David Hockney was born in 1937 to a family of modest means in Bradford, Yorkshire (United Kingdom). He studied at Bradford College of Art then at the Royal College of Art in London where he graduated in 1962.

He attracted attention early on in London, where his personality and his attitudes stood out on the artistic scene, then left for New York in 1963. But it was California that captivated and fascinated him, and he made his first visit there in 1964. Symbol of the American dream, this State would become a major source of inspiration: he discovered another life there, with the beautiful villas and their pools as well as the burgeoning gay community, which he openly joined.

In 1973, Jack Hazan made a semi-fictional documentary about him, A Bigger Splash, which cemented his international reputation. The titre echoes the painting of the same name from 1967, one of the Pools series. In 1978, he bought a house in the hills, overlooking Mulholland Drive. “As soon as I lived up there, I saw Los Angeles differently,” he recalls in his autobiography, That’s the way I see it. “I moved away from straight lines. All the roads are winding up there.”

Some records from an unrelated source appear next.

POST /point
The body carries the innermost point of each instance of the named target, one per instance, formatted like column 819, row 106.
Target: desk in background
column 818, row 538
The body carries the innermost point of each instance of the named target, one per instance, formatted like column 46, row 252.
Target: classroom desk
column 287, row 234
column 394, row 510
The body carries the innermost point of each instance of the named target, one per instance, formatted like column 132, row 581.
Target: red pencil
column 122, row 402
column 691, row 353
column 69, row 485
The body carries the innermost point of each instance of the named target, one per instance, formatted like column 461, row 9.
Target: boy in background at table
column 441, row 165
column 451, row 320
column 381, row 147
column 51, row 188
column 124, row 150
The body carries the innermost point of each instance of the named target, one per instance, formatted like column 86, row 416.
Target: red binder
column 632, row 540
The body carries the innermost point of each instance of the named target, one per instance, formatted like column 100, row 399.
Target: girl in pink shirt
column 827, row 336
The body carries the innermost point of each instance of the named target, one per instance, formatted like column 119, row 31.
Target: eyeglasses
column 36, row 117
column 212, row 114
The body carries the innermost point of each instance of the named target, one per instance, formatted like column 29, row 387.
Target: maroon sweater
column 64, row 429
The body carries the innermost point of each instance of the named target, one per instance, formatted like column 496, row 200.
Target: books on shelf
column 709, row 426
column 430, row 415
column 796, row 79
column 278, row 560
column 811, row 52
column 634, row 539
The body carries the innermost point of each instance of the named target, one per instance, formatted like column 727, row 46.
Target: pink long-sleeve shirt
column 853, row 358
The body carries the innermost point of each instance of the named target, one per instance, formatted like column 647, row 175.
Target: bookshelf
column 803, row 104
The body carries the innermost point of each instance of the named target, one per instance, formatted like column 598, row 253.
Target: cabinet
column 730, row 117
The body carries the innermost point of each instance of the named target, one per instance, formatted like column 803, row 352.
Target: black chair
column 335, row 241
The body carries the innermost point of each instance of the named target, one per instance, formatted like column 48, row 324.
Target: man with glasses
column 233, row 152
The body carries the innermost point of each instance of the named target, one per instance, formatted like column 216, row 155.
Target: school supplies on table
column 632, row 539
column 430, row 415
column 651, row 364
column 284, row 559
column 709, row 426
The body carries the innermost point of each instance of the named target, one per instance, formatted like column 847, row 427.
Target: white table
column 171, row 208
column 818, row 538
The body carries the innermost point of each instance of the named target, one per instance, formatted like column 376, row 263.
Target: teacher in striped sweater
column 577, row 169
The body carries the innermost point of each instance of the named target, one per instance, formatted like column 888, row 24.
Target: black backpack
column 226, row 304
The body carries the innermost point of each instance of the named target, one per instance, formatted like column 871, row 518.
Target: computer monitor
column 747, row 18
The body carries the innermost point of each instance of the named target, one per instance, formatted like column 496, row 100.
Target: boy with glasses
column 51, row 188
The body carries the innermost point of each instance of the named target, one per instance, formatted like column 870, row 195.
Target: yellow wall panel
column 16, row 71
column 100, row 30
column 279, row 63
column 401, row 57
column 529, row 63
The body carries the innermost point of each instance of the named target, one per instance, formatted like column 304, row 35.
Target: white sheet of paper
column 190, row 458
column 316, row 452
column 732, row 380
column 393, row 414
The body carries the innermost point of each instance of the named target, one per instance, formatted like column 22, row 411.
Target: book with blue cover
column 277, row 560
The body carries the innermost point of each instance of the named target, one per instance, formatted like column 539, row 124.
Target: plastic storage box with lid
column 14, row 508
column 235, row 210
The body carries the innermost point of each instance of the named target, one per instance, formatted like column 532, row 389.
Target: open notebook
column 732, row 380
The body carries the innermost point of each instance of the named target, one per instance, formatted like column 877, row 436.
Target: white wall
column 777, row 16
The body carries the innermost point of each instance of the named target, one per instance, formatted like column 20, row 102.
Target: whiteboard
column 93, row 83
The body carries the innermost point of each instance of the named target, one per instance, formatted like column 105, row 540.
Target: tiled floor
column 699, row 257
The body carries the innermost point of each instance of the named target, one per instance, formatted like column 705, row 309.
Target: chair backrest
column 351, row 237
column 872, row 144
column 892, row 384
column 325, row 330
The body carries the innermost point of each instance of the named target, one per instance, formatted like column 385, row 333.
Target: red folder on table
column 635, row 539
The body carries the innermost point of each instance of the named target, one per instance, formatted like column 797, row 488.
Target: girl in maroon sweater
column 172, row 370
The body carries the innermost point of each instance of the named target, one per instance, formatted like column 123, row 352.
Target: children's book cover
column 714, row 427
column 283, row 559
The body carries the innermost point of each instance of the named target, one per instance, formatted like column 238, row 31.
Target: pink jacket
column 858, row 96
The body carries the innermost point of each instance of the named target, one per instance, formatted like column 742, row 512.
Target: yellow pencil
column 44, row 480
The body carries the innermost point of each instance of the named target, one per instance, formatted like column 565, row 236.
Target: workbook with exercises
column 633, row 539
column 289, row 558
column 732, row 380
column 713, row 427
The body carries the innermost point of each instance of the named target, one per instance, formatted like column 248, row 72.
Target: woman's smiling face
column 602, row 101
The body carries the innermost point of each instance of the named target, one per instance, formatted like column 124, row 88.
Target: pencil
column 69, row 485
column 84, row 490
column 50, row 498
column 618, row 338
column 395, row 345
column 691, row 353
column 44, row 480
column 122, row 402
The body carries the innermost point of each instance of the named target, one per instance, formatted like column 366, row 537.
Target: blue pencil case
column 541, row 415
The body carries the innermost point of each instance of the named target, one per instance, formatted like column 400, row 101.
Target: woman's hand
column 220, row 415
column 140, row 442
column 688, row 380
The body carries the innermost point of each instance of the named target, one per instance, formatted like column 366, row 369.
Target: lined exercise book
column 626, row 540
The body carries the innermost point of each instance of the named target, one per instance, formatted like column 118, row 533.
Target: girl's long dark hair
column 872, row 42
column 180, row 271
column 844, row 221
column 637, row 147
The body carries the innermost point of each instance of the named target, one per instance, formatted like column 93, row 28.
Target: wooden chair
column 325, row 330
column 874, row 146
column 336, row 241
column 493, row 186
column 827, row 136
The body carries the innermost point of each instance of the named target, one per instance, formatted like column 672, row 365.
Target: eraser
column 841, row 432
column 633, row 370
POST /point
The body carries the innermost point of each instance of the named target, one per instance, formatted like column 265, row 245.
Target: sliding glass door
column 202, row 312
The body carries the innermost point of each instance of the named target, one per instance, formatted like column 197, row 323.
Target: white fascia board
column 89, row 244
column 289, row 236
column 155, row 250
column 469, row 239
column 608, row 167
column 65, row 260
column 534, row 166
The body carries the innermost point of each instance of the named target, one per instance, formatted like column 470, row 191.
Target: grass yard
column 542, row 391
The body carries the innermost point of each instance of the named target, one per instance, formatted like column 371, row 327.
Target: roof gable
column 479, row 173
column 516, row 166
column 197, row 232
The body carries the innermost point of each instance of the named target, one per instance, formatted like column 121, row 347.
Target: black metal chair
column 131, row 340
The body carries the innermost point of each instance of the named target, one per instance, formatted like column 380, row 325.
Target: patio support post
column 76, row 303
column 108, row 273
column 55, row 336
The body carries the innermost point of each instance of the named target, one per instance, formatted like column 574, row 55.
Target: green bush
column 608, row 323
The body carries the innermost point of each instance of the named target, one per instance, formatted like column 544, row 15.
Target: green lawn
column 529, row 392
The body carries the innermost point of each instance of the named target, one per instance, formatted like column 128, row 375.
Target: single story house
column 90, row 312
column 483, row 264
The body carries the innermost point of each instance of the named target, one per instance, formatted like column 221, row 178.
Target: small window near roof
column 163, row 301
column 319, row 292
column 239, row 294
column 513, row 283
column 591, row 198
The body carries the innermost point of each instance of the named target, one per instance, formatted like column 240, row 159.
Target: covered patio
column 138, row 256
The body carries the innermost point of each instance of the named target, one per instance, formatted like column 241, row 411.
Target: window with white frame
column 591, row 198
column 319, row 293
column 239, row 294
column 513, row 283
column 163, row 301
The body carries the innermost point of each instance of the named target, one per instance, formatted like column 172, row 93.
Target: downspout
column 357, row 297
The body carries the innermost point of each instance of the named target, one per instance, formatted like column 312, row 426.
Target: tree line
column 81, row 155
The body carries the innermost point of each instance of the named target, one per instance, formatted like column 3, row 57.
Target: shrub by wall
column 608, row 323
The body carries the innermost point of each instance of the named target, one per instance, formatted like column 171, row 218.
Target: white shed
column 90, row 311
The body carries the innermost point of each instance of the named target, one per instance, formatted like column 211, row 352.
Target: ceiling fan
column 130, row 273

David Hockney draws his inspiration from his close environment: his family, his friends, the landscapes that surround him, the artists he admires. He rejects abstract and conceptual art and does not wish to be categorised in any “school”. He takes advantage of new tools to explore other artistic avenues, notably photography and photographic collage (the Joiners) which allow him to play with perspective and create a multifocal vision, revisiting some of the ideas of cubism. He has always been very interested in new technology: from the fax and the photocopy to the iPhone, iPad, computers and video

. The works of David Hockney have been widely exhibited. In 2017, for his 80th birthday, a travelling retrospective started at Tate Britain, London then moved in a modified version to the Centre Georges Pompidou in Paris and the Metropolitan Museum of Art in New York.